0:00
/
0:00
Transcript

OpenAI (gpt-4o) is unable to use tools properly

Comparing OpenAI, Anthropic and Meta models and their ability to properly understand LLM tools

I’ve been experimenting with different large language models and have been using Verida’s Personal Agent Kit to connect a command line chatbot to my emails, Telegram data, and other private information. During my experiments, I noticed something unexpected in how the various models process tools.

I started by running my command line app configured to use Claude 3.5 from Anthropic. I asked it to list the tools it can access and then inquired about the parameters for the query email tool. Claude correctly returned a detailed list of parameters—such as selector, field, sort, limit, skip, and count—demonstrating its full support for filtering and sorting.

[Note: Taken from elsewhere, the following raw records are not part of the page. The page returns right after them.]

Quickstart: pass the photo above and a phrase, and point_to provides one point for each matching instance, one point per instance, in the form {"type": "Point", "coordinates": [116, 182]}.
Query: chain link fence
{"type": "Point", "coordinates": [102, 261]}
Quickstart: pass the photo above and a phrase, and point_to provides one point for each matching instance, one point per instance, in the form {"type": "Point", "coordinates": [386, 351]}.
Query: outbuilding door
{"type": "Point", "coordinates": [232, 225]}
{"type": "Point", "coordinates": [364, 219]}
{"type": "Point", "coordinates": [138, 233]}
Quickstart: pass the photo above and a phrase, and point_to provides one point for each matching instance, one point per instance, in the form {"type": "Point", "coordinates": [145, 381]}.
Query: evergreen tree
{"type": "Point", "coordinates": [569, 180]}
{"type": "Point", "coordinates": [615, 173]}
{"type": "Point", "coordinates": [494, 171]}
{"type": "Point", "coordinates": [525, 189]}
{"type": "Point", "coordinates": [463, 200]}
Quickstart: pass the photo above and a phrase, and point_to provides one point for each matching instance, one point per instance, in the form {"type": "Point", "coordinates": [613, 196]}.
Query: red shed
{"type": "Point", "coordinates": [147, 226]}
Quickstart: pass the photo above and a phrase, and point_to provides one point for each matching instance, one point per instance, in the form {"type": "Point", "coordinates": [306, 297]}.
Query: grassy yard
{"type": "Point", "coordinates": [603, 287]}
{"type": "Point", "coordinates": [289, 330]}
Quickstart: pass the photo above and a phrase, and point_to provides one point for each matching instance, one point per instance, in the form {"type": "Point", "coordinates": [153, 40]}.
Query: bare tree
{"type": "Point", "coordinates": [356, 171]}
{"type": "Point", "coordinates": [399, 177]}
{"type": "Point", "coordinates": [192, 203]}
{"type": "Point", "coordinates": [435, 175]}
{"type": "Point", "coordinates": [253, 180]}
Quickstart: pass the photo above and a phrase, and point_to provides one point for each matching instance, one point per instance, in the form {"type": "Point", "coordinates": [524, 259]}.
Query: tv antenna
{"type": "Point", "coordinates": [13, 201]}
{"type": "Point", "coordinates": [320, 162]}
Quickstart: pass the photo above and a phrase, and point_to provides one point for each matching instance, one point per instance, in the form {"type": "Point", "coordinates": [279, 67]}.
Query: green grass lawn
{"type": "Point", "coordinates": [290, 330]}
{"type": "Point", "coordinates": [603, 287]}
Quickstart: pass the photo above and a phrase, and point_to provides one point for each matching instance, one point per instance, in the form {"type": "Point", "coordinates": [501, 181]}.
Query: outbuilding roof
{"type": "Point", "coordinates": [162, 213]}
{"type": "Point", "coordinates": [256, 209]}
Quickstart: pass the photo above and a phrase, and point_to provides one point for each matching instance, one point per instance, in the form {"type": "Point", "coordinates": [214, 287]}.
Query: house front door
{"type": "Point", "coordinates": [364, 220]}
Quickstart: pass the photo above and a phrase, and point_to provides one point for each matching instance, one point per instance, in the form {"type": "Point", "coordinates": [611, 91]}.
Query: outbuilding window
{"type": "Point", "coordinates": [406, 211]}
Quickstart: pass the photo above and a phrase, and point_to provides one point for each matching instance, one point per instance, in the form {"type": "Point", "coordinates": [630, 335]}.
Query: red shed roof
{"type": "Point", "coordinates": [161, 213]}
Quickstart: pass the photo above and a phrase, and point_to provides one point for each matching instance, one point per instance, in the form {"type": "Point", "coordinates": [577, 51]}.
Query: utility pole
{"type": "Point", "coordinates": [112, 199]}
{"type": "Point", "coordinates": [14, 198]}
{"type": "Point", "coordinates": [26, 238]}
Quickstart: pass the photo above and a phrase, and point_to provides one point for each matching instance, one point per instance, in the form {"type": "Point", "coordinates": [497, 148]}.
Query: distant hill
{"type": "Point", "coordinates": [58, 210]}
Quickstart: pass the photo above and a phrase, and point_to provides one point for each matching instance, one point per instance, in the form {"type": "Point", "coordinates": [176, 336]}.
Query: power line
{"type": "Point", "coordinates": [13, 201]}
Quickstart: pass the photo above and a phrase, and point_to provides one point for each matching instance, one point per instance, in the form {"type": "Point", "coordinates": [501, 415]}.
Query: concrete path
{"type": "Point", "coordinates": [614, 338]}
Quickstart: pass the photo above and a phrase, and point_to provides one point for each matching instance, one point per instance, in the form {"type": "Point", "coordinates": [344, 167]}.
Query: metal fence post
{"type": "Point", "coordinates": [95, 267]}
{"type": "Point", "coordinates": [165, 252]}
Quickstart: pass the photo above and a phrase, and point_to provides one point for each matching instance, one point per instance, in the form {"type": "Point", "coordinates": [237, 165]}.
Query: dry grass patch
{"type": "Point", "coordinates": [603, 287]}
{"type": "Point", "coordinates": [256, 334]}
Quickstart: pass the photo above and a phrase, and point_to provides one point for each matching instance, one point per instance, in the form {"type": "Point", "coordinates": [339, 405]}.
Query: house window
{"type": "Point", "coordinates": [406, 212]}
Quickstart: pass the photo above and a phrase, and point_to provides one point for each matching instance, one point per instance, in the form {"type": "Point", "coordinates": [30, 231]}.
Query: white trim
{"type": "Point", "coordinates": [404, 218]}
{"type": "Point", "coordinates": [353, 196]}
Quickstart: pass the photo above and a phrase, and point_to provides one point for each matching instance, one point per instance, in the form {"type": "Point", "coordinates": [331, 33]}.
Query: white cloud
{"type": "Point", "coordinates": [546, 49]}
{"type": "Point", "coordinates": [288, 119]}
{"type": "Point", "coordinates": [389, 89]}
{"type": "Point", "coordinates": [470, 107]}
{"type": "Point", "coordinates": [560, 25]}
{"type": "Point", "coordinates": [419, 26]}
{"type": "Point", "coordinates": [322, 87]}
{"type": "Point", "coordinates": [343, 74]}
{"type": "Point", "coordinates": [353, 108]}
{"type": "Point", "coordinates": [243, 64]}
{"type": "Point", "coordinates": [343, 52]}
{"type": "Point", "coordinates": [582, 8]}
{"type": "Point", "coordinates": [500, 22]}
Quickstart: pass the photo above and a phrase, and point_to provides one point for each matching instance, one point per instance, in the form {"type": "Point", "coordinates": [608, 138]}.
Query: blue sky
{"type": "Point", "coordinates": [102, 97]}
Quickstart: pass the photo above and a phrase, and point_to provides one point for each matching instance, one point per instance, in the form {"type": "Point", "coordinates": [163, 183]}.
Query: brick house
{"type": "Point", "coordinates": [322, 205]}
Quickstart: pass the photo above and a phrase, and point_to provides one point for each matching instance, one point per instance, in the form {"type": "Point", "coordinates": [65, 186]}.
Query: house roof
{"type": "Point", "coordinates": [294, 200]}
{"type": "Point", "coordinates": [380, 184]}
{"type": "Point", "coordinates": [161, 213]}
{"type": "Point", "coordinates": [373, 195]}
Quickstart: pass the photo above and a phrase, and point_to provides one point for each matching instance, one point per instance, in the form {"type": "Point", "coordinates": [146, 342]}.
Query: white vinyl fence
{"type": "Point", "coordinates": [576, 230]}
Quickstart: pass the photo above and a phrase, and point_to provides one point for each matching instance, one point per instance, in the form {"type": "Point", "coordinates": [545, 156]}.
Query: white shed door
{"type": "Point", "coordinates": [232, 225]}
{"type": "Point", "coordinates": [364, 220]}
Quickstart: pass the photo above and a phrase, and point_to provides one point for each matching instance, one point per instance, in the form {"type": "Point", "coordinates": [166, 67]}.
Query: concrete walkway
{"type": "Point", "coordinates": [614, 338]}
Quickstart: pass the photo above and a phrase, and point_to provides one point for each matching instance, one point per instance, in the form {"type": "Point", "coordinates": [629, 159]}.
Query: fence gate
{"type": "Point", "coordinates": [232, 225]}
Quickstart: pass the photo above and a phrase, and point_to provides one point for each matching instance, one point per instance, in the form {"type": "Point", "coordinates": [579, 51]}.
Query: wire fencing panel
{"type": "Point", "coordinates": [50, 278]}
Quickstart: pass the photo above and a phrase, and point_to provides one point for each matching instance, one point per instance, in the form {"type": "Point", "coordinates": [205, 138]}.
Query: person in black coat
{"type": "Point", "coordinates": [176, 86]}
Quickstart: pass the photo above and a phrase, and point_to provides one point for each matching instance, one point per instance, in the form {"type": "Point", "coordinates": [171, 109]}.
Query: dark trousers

Next, I switched my configuration to use OpenAI’s GPT-4. After updating the settings, I ran the same command to view the available tools. While GPT-4 did list the tools (with names or descriptions), when I asked for the parameters of the query email tool, it only returned four: field, limit, skip, and count. Notably, it omitted the selector and sort parameters. Without these, it's difficult to filter emails (for example, by using a regular expression or distinguishing between sent and received emails) effectively.

I also tested Llama 3.3 70B. When configured with Llama, the model initially tried to execute the tools rather than just listing them. After a second attempt—making sure it only listed the parameters—it successfully returned the complete set, including selector and sort.

This inconsistency, particularly with GPT-4 and other OpenAI models, limits their utility in scenarios where full tool parameter support is required. I’m curious to know if others have experienced similar issues or have found workarounds.